Profil PPID Pelaksana

PPID Unit Pelaksana Teknis Badan Pengawas Obat dan Makanan (UPT Badan POM) merupakan satuan kerja bersifat mandiri yang melaksanakan tugas teknis operasional tertentu dan/atau tugas teknis penunjang tertentu di bidang pengawasan Obat dan Makanan.
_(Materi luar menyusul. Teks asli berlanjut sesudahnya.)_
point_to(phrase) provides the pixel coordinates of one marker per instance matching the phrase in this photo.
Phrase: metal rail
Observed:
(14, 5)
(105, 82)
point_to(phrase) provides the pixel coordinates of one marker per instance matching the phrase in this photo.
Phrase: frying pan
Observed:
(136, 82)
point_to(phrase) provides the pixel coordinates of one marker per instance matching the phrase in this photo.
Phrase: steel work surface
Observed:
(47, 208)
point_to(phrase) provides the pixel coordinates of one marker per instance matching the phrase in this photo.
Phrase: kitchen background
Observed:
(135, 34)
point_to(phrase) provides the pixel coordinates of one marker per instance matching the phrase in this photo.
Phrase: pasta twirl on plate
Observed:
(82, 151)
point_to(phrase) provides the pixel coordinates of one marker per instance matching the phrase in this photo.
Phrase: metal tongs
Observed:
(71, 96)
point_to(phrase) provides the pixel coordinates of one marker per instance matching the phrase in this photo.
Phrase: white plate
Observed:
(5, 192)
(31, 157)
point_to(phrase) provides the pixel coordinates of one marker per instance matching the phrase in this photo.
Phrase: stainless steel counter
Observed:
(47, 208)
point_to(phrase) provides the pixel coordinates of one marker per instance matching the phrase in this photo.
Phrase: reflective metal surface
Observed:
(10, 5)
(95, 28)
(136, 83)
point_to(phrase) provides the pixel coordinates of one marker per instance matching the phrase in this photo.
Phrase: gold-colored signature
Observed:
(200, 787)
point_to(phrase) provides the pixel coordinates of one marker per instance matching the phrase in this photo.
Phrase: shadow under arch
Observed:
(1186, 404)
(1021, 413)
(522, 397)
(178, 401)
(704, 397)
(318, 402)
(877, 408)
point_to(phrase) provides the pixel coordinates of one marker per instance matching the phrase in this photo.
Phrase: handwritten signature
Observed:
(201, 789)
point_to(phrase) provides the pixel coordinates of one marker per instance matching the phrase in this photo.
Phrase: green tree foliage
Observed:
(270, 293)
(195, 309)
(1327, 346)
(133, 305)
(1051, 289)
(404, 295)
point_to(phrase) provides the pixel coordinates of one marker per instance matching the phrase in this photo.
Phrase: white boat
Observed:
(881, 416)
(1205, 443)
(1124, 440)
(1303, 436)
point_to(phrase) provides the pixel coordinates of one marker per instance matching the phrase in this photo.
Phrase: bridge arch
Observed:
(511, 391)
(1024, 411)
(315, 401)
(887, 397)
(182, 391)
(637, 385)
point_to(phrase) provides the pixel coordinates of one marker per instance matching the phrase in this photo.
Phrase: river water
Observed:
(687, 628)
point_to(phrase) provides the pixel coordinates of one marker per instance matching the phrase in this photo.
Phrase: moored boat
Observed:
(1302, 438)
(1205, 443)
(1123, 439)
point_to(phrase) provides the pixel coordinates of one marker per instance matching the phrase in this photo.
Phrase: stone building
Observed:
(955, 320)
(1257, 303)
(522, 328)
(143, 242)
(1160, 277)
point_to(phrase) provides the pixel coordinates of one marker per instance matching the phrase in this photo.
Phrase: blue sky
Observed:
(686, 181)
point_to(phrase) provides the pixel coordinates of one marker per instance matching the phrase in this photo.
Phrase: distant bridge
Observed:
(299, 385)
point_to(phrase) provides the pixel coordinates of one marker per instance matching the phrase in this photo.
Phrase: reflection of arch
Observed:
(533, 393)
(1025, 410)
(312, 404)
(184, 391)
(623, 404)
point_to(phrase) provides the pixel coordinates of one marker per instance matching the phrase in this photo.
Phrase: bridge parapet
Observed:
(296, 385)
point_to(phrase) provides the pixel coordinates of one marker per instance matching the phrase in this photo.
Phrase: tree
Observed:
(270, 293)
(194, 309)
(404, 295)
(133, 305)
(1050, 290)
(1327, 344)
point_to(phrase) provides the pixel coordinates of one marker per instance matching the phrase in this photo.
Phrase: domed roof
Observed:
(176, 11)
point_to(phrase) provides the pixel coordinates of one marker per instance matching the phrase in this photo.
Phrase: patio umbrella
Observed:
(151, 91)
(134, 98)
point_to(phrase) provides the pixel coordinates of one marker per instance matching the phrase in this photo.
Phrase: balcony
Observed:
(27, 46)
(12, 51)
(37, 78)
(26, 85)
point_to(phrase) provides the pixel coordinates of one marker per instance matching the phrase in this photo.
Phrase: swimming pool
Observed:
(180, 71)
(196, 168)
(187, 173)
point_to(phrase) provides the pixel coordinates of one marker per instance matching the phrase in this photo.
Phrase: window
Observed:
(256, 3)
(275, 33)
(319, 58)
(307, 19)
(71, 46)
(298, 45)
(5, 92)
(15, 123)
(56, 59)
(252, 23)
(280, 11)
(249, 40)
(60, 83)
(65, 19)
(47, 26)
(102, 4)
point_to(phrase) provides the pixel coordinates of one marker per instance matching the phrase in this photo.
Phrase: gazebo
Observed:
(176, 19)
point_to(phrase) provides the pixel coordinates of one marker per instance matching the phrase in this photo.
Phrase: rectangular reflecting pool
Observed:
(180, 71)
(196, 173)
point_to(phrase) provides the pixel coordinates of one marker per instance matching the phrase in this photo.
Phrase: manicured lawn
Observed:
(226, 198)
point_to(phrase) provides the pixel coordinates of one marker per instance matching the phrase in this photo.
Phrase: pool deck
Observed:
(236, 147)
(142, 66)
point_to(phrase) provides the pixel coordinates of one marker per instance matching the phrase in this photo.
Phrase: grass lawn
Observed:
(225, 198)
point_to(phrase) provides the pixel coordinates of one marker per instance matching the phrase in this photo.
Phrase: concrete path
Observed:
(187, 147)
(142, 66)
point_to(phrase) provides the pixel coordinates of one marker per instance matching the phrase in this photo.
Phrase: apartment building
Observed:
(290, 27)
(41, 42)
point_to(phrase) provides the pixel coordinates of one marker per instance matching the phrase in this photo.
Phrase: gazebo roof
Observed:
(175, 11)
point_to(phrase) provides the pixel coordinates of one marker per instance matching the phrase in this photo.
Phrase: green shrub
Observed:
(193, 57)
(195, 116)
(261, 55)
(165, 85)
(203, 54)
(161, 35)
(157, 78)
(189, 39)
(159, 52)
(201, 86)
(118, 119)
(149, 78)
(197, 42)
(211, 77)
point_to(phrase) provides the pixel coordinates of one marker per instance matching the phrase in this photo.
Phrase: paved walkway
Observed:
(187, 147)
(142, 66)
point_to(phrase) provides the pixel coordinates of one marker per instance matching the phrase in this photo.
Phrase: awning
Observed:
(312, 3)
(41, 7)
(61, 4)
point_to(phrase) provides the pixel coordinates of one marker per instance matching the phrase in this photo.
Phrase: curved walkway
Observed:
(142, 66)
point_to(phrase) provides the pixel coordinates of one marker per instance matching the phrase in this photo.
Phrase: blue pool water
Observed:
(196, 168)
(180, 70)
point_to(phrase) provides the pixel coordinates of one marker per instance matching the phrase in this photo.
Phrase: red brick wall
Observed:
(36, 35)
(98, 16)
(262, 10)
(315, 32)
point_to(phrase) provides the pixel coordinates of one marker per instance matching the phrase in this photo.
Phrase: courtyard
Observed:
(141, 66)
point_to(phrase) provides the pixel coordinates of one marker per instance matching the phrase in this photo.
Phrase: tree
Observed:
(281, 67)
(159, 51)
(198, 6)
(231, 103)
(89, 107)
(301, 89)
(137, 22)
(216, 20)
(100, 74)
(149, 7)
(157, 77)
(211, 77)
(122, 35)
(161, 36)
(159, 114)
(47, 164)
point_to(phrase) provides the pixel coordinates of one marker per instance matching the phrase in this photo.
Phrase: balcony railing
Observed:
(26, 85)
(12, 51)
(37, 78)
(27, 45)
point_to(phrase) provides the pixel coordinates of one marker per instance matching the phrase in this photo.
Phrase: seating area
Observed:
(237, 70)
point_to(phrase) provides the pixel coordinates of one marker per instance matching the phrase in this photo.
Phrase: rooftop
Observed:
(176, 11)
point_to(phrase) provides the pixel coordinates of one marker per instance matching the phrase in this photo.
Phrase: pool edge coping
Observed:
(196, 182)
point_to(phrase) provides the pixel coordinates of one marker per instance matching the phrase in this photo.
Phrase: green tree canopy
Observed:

Regulasi mengenai UPT Badan POM yang telah mengalami beberapa kali perubahan, yang bermula dari Keputusan Kepala Badan Pengawas Obat dan Makanan nomor 05018/KBPOM/2001 Tahun 2001, Peraturan Kepala Badan POM nomor 14 Tahun 2014, Peraturan Badan Pengawas Obat dan Makanan nomor 12 Tahun 2018 tentang Organisasi dan Tata Kerja Unit Pelaksana Teknis di Lingkungan Badan Pengawas Obat dan Makanan (Berita Negara Republik Indonesia Tahun 2018 Nomor 784) sebagaimana telah diubah dengan Peraturan Badan Pengawas Obat dan Makanan Nomor 29 Tahun 2019 tentang Perubahan atas Peraturan Badan Pengawas Obat dan Makanan Nomor 12 Tahun 2018 tentang Organisasi dan Tata Kerja Unit Pelaksana Teknis di Lingkungan Badan Pengawas Obat dan Makanan (Berita Negara Republik Indonesia Tahun 2019 Nomor 1274) dan terakhir adalah Peraturan Badan Pengawas Obat dan Makanan Nomor 21 Tahun 2020 Tentang Organisasi dan Tata Kerja Badan Pengawas Obat dan Makanan serta Peraturan Badan Pengawas Obat dan Makanan Nomor 22 Tahun 2020 tentang Organisasi dan Tata Kerja Unit Pelaksana Teknis di Lingkungan BPOM.

Unit Pelaksana Teknis Badan Pengawas Obat dan Makanan berada di bawah dan bertanggung jawab kepada Kepala Badan, yang secara teknis dibina oleh Deputi dan secara administratif dibina oleh Sekretaris Utama.

Visi

Visi PPID 

Menjadi penyelenggara layanan informasi publik yang transparan, responsif, dan tidak diskriminatif di bidang obat dan makanan.

Misi

Misi PPID

  1. Meningkatkan pengelolaan dan pelayanan informasi yang andal berbasis teknologi informasi;
  2. Meningkatkan partisipasi masyarakat melalui penyediaan media layanan informasi yang mudah diakses; dan
  3. Meningkatkan kompetensi petugas layanan informasi sehingga mampu memberikan layanan informasi yang berkualitas.
TUGAS DAN FUNGSI

1. membantu PPID BPOM melaksanakan tanggungjawab, tugas, dan kewenangannya;
2. melaksanakan kebijakan teknis layanan Informasi Publik yang telah ditetapkan PPID BPOM;
3. mengonsolidasikan proses penyimpanan, pendokumentasian, penyediaan dan pelayanan Informasi Publik;
4. mengumpulkan dokumen Informasi Publik dari Petugas Pelayanan Informasi Publik di unit kerjanya;
5. membantu PPID BPOM dalam membuat, memverifikasi, mengelola, memelihara, dan memutakhirkan daftar Informasi Publik dan klasifikasi Informasi yang Dikecualikan;
6. membantu membuat, mengelola, memelihara, dan memutakhirkan daftar Informasi Publik;
7. menjamin ketersediaan dan akselerasi layanan Informasi Publik agar mudah diakses oleh publik;
8. mengusulkan pengujian konsekuensi kepada PPID BPOM apabila terdapat permintaan Informasi Publik dan/atau terdapat Informasi yang Dikecualikan yang telah habis jangka waktu pengecualiannya;
9. memberikan pelayanan Informasi Publik yang cepat, tepat, dan sederhana;
10. menyampaikan laporan layanan Informasi Publik di lingkungan unit kerjanya kepada PPID BPOM melalui Sistem Informasi PPID; dan
11. melakukan edukasi dan sosialisasi keterbukaan Informasi Publik.